La principale caratteristica che differenzia l’uomo dagli altri animali discende dalla sproporzione che per l’uomo ha il “dover essere” nei confronti dell’”essere”. In definitiva è la fallacia naturalistica a caratterizzare l’uomo, o, come la chiamava Arnold Gehlen, l’ipertrofia morale. Da questo punto di vista la scienza, il regno dei fatti, per essere veramente tale, dovrebbe essere meno umana possibile. Un orrore da considerare con estrema cura, consapevoli che anche la cura non può e non deve essere priva di valore morale.

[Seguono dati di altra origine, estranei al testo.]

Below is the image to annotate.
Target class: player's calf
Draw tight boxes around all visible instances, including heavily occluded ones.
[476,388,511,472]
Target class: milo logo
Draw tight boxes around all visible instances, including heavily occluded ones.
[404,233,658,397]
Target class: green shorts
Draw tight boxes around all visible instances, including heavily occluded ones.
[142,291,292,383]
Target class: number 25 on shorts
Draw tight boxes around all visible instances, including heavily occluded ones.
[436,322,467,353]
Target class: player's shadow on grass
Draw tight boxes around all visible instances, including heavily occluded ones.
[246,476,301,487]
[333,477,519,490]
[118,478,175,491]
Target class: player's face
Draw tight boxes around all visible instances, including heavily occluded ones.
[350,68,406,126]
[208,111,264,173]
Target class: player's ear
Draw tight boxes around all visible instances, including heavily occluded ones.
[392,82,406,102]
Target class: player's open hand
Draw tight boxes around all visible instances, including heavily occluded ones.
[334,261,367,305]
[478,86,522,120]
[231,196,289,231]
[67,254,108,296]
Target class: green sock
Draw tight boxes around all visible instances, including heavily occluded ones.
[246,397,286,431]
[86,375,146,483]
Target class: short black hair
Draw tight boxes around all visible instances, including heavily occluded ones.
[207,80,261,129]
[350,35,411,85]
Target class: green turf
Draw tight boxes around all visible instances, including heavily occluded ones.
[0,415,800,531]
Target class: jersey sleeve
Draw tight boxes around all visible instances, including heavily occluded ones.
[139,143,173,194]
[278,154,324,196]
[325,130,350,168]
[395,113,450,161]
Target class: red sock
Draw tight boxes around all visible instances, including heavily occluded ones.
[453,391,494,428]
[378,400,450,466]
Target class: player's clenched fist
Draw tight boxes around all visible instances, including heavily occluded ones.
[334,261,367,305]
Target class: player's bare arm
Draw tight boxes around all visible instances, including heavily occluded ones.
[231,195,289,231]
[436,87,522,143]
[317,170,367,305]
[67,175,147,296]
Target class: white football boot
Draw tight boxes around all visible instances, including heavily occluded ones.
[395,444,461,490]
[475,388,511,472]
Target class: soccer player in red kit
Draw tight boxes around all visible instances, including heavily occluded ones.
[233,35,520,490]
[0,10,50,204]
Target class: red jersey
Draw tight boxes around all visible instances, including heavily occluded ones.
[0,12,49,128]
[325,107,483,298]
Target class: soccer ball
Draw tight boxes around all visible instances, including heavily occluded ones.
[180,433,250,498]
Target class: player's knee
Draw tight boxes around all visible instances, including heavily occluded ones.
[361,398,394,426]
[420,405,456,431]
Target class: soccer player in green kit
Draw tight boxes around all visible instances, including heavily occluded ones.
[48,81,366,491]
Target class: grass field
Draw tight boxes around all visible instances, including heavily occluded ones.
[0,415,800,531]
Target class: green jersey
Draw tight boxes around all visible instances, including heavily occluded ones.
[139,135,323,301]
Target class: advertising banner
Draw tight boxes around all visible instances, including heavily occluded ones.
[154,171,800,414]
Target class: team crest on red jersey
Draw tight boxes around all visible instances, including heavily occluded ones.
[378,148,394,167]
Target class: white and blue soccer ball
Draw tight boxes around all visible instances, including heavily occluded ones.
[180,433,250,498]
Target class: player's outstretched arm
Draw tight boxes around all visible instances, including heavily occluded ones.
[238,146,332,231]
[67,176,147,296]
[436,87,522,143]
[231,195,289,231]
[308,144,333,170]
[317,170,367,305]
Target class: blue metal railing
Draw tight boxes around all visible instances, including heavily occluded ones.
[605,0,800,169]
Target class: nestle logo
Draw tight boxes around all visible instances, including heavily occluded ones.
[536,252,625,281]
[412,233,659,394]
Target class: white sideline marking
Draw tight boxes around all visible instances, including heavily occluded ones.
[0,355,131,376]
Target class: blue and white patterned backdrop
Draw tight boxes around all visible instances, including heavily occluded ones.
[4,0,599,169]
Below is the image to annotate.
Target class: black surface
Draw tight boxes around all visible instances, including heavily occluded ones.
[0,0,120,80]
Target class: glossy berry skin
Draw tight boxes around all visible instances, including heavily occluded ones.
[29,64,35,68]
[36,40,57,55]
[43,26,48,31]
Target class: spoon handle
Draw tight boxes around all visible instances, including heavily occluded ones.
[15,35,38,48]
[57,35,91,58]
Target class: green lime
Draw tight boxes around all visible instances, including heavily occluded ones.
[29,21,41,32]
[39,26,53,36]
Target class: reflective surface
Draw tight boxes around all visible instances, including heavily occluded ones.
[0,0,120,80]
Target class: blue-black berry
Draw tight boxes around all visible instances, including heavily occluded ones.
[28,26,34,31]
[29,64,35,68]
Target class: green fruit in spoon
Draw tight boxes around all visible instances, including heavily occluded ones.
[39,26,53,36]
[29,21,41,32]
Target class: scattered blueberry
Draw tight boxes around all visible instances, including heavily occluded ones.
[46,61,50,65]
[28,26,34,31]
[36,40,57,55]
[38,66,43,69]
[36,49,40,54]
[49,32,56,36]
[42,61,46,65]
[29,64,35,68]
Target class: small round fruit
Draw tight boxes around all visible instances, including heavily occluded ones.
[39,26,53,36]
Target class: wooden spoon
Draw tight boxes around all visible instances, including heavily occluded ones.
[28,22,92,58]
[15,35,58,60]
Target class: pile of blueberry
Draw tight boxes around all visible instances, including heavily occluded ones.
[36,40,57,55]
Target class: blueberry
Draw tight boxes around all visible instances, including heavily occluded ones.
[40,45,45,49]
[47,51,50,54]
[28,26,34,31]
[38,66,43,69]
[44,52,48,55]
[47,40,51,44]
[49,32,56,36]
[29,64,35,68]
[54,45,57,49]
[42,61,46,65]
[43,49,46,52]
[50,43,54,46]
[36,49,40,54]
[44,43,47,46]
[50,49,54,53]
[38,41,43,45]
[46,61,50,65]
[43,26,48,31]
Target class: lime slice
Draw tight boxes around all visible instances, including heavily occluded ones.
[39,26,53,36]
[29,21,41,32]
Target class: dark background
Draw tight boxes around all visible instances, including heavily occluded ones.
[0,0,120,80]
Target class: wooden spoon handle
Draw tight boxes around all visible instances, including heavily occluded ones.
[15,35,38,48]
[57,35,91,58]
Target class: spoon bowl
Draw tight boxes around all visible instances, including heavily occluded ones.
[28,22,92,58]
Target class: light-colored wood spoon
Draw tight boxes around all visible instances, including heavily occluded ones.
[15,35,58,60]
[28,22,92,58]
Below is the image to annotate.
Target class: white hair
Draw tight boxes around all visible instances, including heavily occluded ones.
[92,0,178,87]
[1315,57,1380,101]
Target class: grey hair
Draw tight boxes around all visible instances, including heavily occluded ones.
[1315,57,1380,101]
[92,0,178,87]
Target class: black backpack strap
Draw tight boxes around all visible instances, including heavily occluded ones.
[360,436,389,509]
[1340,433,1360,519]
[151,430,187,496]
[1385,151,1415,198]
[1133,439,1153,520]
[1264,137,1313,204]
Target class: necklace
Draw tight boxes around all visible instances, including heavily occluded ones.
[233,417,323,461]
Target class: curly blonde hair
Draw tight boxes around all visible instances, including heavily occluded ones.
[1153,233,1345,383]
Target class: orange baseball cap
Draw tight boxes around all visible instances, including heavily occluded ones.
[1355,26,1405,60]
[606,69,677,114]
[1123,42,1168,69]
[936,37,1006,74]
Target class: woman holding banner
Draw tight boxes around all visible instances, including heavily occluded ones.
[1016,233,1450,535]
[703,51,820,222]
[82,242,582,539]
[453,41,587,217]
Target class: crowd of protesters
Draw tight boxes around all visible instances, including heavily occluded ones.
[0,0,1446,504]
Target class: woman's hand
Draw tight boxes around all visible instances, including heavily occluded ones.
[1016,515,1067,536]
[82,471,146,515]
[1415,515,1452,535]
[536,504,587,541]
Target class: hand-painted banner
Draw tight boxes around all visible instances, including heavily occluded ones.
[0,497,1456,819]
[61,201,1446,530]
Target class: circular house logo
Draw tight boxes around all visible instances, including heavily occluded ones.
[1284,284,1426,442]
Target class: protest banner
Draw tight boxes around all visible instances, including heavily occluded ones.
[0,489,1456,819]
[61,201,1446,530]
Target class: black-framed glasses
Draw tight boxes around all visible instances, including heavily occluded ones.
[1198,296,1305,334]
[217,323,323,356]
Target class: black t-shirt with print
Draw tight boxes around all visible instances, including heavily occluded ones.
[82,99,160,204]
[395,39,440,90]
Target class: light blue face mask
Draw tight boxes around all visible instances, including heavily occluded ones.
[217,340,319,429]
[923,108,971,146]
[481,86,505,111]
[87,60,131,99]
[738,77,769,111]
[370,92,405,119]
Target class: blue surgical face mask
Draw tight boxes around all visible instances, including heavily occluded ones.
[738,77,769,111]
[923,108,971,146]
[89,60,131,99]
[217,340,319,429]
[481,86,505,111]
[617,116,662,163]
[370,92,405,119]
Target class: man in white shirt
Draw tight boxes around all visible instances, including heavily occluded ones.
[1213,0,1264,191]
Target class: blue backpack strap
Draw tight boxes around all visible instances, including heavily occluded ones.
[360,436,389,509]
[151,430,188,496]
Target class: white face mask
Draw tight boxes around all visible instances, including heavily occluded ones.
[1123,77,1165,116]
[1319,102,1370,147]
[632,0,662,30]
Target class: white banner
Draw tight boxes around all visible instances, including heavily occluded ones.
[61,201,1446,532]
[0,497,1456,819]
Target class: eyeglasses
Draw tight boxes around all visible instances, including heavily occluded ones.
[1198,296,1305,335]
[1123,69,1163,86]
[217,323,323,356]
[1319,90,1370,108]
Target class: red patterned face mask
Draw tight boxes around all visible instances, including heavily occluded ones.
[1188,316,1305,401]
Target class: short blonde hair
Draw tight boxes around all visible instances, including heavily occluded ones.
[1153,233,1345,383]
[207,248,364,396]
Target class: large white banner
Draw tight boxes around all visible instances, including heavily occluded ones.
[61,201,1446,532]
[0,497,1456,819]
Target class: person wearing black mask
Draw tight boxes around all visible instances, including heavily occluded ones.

L’uomo non può fare a meno di mettere i fatti in relazione al proprio “dover essere” che, pur negato, si nasconde nelle pieghe delle teorie scientifiche. L’annosa sofferenza con cui Darwin approda alla teoria della selezione naturale è rivelatrice di un conflitto tra stati del dover essere, se rimanere fedele alla sua formazione religiosa e al contesto vittoriano della sua epoca o alla coerenza esplicativa di una teoria naturalistica che non tradisse i nessi tra tutti gli oggetti delle sue osservazioni.
Come Max Weber ha insegnato si tratta sempre e comunque di rispondere alla domanda “Quale Dio servire?”